Cassius hated that placating, soothing tone she was employing with him. He hated that she was yet another person in a long line of people who doubted and undermined his ability as a father.

"Well," the sneering words were rolling off his tongue before he could stop them. And once they were off, he was too proud, too hurt to take them back. "Seeing as how you are not a parent yourself, I hardly need you lecturing me."

Later.

Later he would feel guilty about taking such a low blow. Later he would contemplate over and over the way her face turned pale, and her eyes had crumpled with hurt.

Right now he was just a caged animal, swiping at whoever came near, no matter their intentions.

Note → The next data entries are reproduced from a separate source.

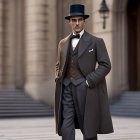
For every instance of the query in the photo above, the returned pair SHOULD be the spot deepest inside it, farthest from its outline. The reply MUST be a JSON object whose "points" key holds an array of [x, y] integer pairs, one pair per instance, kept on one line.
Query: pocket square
{"points": [[91, 50]]}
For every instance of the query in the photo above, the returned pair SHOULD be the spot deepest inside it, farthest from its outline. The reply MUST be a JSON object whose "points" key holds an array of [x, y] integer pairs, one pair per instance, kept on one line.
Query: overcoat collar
{"points": [[83, 44]]}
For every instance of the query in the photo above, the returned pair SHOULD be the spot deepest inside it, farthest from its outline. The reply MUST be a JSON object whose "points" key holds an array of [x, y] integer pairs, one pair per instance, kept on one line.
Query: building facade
{"points": [[31, 29]]}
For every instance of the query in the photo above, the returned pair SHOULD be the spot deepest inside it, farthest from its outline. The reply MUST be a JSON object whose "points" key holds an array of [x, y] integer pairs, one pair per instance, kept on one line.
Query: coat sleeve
{"points": [[104, 65], [57, 66]]}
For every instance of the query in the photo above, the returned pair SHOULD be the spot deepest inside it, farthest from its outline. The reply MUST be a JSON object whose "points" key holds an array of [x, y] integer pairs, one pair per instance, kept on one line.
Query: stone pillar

"Better to not be a parent at all than to be one that was absent their child's entire life," she spat at him and he almost reared back as the blow hit exactly where she had intended.

Tit for tat.

Hurt for hurt.

Lethal words for lethal words.

"Go to hell and stay the devil away from my daughter," he snarled and marched back home, telling himself that he did not care that he had been awful. That he did not care what she felt or if she had been hurt. That he did not care if she thought him a bad parent.

But that voice in his head he never could quash, the one that whispered doubt and regret his entire marriage, laughed and laughed and laughed, and his heart turned and twisted in chest chest; calling him for the liar that he was.